2) Tennessee Craft upholds its quality with a two-tier review process. First, a team of jurors scores each application in a blind image review. A second review is conducted on-site to evaluate the content and quality of the objects. A standards committee also walks the fair to ferret out exhibitors whose work does not meet our eligibility guidelines. The process stresses quality, equal opportunity, fairness, and diversity. Surveys measuring exhibiting artist satisfaction, administered each fair, are analyzed by the Fair Committee to identify areas of needed improvement.

 

Examples of Program Success
Success is seen in the crowds who repeatedly turn out to support the fair, and by local TV coverage, typically by multiple channels, who broadcast the crowds and quality as an example of a premier Nashville event.

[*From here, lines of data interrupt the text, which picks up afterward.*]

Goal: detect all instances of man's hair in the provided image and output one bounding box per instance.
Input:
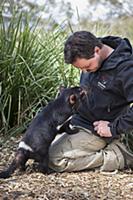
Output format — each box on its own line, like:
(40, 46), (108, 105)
(64, 31), (103, 64)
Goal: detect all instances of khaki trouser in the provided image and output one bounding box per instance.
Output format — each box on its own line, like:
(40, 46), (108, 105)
(49, 128), (124, 172)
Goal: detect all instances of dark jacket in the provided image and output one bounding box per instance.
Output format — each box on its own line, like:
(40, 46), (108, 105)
(72, 36), (133, 137)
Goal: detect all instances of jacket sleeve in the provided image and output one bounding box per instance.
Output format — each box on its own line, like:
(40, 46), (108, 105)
(109, 65), (133, 136)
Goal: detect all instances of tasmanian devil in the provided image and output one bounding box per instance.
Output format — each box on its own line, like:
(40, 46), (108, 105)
(0, 87), (86, 178)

    Success is also measured internally by an increase in donor base and level of giving from individuals, corporations and foundations. Though anecdotal, an overwhelming proportion of customers share that they return year after year, visiting and appreciating the familiar while searching for the new and exciting. Stories are shared telling of significant gifts chosen from the artist to mark an anniversary, graduation or special date. Artists feel successful when they are able to put food on their family’s table and put their children through college.
Description
Seven regional chapters across the state serve as vehicles by which craft artists initiate activities in their home communities. Chapters bring the business and process of creating fine craft to life with neighbors, other business owners, and interested community organizations. Members plan and execute local projects such as artist studio tours, auctions, exhibits, show-and-tell meetings, and other learning content that expands understanding of individual media and its use in fine craft. Informal mentorships, one of the most popular Tennessee Craft sponsored activities, are also developed at the chapter level.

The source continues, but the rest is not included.